Gilbert William Galvan Jr. (born  1957) is an American bank robber. Having spent many of his adult years in prison, Galvan fled to Canada where he assumed the name Robert Lee Whiteman and began a three-year spree robbing banks and jewelry stores. The media dubbed him the Flying Bandit and the Phantom Bandit. Galvan's exploits were the subject of a 1996 true crime book by Robert Knuckle, which was adapted into the 2022 film Bandit.

Criminal career 

In the United States, Galvan had embezzled from Western Union. In 1984, he escaped from prison in Michigan and fled to Pembroke, Ontario, where he took a new name, Robert Lee Whiteman, and claimed to be a computer salesman. He began robbing banks in 1984.

Galvan's method was to wear a disguise, carry a weapon (which he never fired during any of the robberies), and pass a note to a teller. Galvan would charter planes to travel to a main terminal, where he would transfer to an Air Canada flight. With this method, his luggage was transferred to the connecting flight without going through security, permitting him to transport the weapons he would use in his robberies. In some of his jewelry store robberies, Galvan had an accomplice.

Galvan robbed banks in every Canadian province except Prince Edward Island and Newfoundland. His takes ranged from $600 cash in his first robbery to $1.2 million in jewelry. His thefts totaled $251,333 in cash and more than $2 million in jewelry. Galvan was dubbed the Flying Bandit by Canadian media during his crime spree robbing banks and jewelry stores.

When Galvan and an accomplice stole $1.2 million in jewelry in Vancouver, they left behind a gun which police traced to a break-in in Ottawa.

A long-term investigation by police into stolen goods in the Ottawa area came across a man named Robert Whiteman fencing jewelry. Police determined that Whiteman had no social insurance number or birth certificate, but found a trail of credit-card receipts in that name. Comparing credit-card receipts and airline receipts led police to surveille Whiteman's residence in Pembroke where they gathered enough evidence to charge him.

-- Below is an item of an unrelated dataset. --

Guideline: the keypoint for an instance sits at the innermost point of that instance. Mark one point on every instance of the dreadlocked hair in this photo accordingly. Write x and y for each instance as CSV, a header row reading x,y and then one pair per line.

When he was arrested in 1987, Galvan said he had planned to confess to his wife and move with her to the Turks and Caicos Islands.

Galvan pled guilty to 59 armed robberies in Canada, plus 17 related charges. In 1988, Galvan was sentenced to 20 years. He was deported from Canada to prison in Wisconsin in 1994 and released in 1998. After his release, he robbed a bank in McHenry, Illinois in December 2000 and April 2001, for which he was sentenced to 15 years. In December, 2014, Galvan was released from federal custody.

In May, 2015, Galvan was arrested for retail theft in Barrington, Illinois, and was sentenced to 50 days in jail.

In popular culture 

Robert Knuckle published The Flying Bandit, Bringing Down Canada's Most Daring Armed Robber in 1996.

In 2005, the Canadian true crime series Masterminds (Canadian TV series) featured Galvan's exploits in episode 39.

Galvan's crimes were fictionalized in the 2022 film Bandit, starring Josh Duhamel who met with Galvan during filming. Duhamel said Galvan told him that he had "wanted to create a life and family, and his only option in his mind was to start robbing banks."

Personal life 

Galvan and his wife, whom he met in Ottawa, were married in Hamilton, Bermuda and had at least two children.